Webber with list of offenders
Cass County Sheriff Jeff Weber displays a list of Cass County offenders who have at least two warrants for failure to appear for court dates.

By Sheryl Stanley

Cass County Sheriff Jeff Weber has a short, but pointed message for those who would break the law and victimize the residents of Cass County. 

Criminals, beware!

The one-quarter cent sales tax for county law enforcement activities that was passed in 2017 is now providing revenues to help the sheriff’s department fund several enhancements to its overall mission. 

One of the newest is the Criminal Apprehension Unit (CAU) which was launched earlier this month. 

As the name implies, the new unit is targeting known criminals, repeat offenders and that small segment of our society that degrade the quality of life in Cass County.   

Weber said most of the local police agencies, including departments in Belton, Raymore and Harrisonville, use the same software as the sheriff’s office to track the numbers and types of criminal activity, so by sharing data they can improve efficiencies across the board. Often, when the data is analyzed, deputies can determine that many crimes are committed by repeat offenders. 

“Our philosophy will be one of focused deterrence, where we will focus official and community attention and resources on the relatively few individuals who commit a disproportionate number of crimes and remove any sense of anonymity they might think they enjoy,” Weber said. 

The CAU will emphasize four critical methods in their new response. 

First, timely and accurate intelligence gathered through the normal course of police work and including any tips received. 

Second, a rapid deployment of resources. 

Third, effective tactics to interrupt criminal activity and four, relentless follow-up.  

The CAU is part of the Special Operations Division and will be staffed by a sergeant, two detectives/crime analysts, two K-9 units and eight deputies. 

Although the unit has only four deputies at the moment, Weber said the remainder will be selected and brought into the team after the current class of recruits in the sheriff’s academy graduate in December. 

“When we have those new people in place in the department, then we can shift some of our experienced personnel into the CAU. We should be fully staffed by spring 2019,” Weber said. 

As part of their resources, the Criminal Apprehension Unit will have easily recognizable vehicles.
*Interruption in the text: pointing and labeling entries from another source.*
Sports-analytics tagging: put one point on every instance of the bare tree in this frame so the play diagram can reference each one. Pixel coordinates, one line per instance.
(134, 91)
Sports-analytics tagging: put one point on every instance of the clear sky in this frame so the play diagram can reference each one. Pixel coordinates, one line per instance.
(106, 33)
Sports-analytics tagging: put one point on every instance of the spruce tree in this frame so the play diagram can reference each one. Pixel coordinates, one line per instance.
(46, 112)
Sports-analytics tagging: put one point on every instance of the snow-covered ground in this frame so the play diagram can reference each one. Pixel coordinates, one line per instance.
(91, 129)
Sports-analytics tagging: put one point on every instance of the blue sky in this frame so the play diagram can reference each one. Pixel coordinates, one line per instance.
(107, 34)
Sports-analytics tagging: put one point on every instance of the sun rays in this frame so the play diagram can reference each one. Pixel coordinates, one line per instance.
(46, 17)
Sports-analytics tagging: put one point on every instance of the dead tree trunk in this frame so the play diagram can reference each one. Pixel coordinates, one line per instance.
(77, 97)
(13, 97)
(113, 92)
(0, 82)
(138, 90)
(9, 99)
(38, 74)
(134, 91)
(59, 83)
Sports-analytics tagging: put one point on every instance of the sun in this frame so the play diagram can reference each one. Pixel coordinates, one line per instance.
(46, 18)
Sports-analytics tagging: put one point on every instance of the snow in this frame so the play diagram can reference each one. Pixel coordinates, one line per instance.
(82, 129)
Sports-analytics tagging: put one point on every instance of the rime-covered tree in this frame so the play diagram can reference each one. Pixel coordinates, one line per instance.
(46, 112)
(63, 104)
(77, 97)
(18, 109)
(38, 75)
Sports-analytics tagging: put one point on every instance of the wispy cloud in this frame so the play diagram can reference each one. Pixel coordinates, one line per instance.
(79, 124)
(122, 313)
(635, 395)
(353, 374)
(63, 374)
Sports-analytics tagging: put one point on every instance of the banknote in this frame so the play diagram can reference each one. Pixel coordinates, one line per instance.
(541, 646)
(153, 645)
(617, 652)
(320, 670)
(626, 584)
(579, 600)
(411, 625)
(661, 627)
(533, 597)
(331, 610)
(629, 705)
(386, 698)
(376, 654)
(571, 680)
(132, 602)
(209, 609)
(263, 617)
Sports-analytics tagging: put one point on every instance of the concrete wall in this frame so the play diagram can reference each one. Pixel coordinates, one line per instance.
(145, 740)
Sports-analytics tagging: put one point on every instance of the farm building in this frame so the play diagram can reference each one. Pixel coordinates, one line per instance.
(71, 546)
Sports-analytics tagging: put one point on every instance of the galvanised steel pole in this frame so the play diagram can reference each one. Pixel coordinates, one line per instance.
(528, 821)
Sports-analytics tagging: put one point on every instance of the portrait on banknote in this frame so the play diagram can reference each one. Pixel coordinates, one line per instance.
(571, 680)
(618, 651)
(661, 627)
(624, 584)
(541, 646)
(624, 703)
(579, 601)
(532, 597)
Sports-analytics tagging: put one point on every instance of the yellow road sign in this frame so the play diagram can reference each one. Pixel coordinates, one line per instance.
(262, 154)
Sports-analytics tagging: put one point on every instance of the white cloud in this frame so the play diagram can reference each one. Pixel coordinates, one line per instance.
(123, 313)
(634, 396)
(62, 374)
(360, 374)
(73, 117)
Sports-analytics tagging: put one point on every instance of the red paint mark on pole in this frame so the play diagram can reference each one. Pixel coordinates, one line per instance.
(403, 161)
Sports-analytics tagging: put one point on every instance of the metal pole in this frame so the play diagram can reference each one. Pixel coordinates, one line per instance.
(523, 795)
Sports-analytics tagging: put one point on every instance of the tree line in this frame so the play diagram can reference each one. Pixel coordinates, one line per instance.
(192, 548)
Ford Police Interceptor SUVs will be utilized with a different paint from other sheriff’s department cars and clearly identified as a Criminal Apprehension Unit vehicle. 

Each will carry two men and be equipped with a digital tablet, fingerprint scanner for rapid identification of suspects and license plate readers that can scan traffic and alert officers if they encounter another car that has been reported as stolen. 

Weber said the new CAU personnel may respond to major in-progress incidents if needed, but they will not perform routine patrol activities. 

The Criminal Apprehension Unit began work Oct. 3 and, according to Weber, after only five days it had already tallied 81 vehicle stops, resulting in 29 citations, 12 probation and parole violations and 25 arrests.